Asked whether he thought humanity had advanced from the darkness of world war, Flanagan remarked that the capacity for evil was part of the human condition.
“I think evil, murder, hate… these things are as deeply buried within us as love, kindness, goodness and perhaps they are far more closely entwined than we would care to admit,” he said.
“And the face of evil is never the other, it’s always our face.”
Flanagan revealed the prize money would make a welcome top-up to his bank balance.
Recently, he considered going to work in the mines for money to keep writing.
“A year and a half ago when I finished this book, I was contemplating going to get what work I could in the mines in far northern Australia,” he said.
“Things had come to such a pass with my writing, I’d spent so long on this book.
“This prize money means I can continue to write.”
The former Rhodes Scholar was born at Longford in Tasmania in 1961.
Man Booker prize winner Richard Flanagan talks to 936 ABC Hobart’s Leon Compton.
“I’m delighted to be bringing it home to Tassie,” he said. “In my speech I did speak of how I’d come from a little mining town in a rainforest on an island on the edge of the world and I never expected to end up in this grand hall in London being honoured as a writer.
“If this story can mean something to people back home and they view their world with more pride and see more possibilities then I really am thrilled.
“I hope everyone in Tasmania knows that is one of their stories that’s gone to the world and changed the world and I want them to take as much pride in it as they can take, that would be wonderful.”
His family in Tasmania has reflected on the prize, with his sister Jo saying their father’s stories were a big part of their childhood.
“We grew up with those stories and with the old diggers visiting [our] home.
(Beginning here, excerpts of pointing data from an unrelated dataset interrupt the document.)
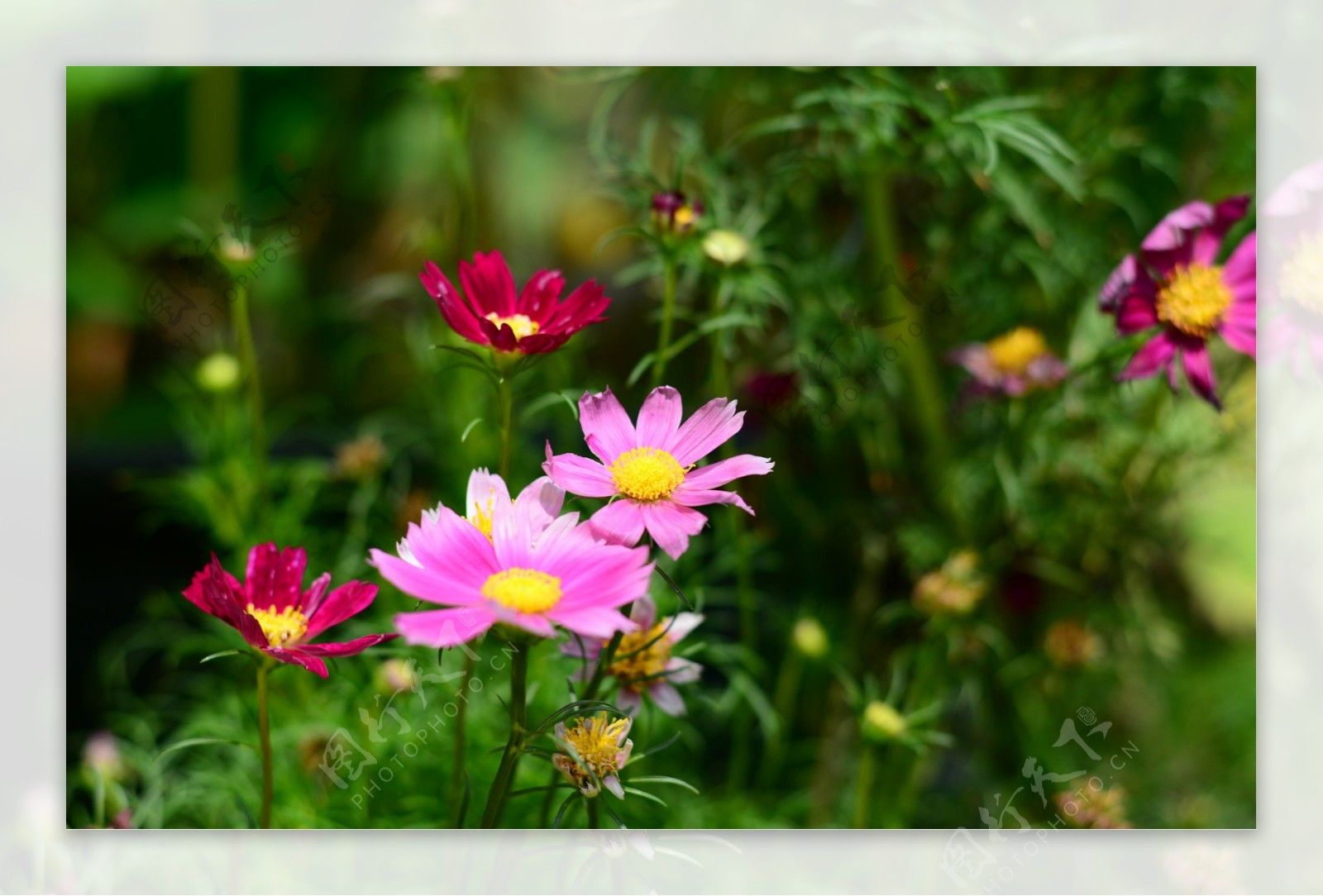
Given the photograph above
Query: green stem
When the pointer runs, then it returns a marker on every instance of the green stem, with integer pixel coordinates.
(264, 730)
(506, 774)
(864, 785)
(507, 418)
(670, 273)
Our father would be really proud of him,” she said.
Brother Tim Flanagan said messages of congratulations started rolling in straight away.
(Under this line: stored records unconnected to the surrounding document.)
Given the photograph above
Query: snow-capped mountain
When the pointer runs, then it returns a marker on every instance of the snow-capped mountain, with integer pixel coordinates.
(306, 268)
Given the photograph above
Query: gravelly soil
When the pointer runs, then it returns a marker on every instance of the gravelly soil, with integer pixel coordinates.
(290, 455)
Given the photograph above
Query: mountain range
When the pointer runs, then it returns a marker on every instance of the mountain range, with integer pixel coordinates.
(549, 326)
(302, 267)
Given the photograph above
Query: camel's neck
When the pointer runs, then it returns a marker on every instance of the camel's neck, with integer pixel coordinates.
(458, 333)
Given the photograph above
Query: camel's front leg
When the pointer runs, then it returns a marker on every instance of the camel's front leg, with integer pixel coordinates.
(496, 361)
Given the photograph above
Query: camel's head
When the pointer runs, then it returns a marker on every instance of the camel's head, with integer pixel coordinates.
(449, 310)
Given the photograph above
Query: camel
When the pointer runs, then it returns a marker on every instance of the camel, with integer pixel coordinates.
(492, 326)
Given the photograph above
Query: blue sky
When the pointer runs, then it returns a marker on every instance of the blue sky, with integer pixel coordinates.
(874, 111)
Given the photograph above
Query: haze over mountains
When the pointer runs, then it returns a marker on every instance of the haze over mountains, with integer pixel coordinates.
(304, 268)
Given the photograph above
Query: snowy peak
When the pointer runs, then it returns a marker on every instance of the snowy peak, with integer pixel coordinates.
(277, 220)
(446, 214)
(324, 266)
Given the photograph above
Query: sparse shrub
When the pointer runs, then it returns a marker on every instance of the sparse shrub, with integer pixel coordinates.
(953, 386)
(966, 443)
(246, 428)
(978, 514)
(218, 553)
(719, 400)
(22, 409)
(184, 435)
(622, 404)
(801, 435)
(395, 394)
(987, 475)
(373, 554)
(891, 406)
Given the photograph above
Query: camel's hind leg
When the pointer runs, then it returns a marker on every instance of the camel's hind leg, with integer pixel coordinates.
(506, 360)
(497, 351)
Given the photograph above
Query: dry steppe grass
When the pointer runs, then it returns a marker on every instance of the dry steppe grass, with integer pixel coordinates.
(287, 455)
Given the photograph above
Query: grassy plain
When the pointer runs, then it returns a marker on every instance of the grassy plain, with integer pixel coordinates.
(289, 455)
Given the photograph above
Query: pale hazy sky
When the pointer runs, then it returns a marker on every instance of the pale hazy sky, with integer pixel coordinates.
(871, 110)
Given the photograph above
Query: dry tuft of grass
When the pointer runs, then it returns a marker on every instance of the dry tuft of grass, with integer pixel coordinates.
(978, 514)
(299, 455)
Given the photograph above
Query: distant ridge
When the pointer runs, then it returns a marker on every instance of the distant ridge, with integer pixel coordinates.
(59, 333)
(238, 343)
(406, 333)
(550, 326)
“A number of old sons and daughters of prisoners of war have contacted me,” he said.
The other Australian winners in years past were Thomas Keneally in 1982 for Schindler’s Ark, Peter Carey for Oscar and Lucinda in 1988 and True History of the Kelly Gang in 2001 and DBC Pierre for Vernon God Little in 2003.
Keneally had tweeted that Flanagan would win the prize and was delighted his prediction came true.
“I thought that if there was good sense in the jury, and you don’t always get that, that he was certainly going to win,” he said.
“This fellow is a serious writer but he’s easy to read; I don’t know how he does it.”
The book has struck a chord with readers in Australia, the UK and the US and Flanagan said earlier he regarded readers as the true test and the real judges.
As well as writing novels his essays have been published in the New York Times and his book, the Sound of One Hand Clapping, was made into a feature film.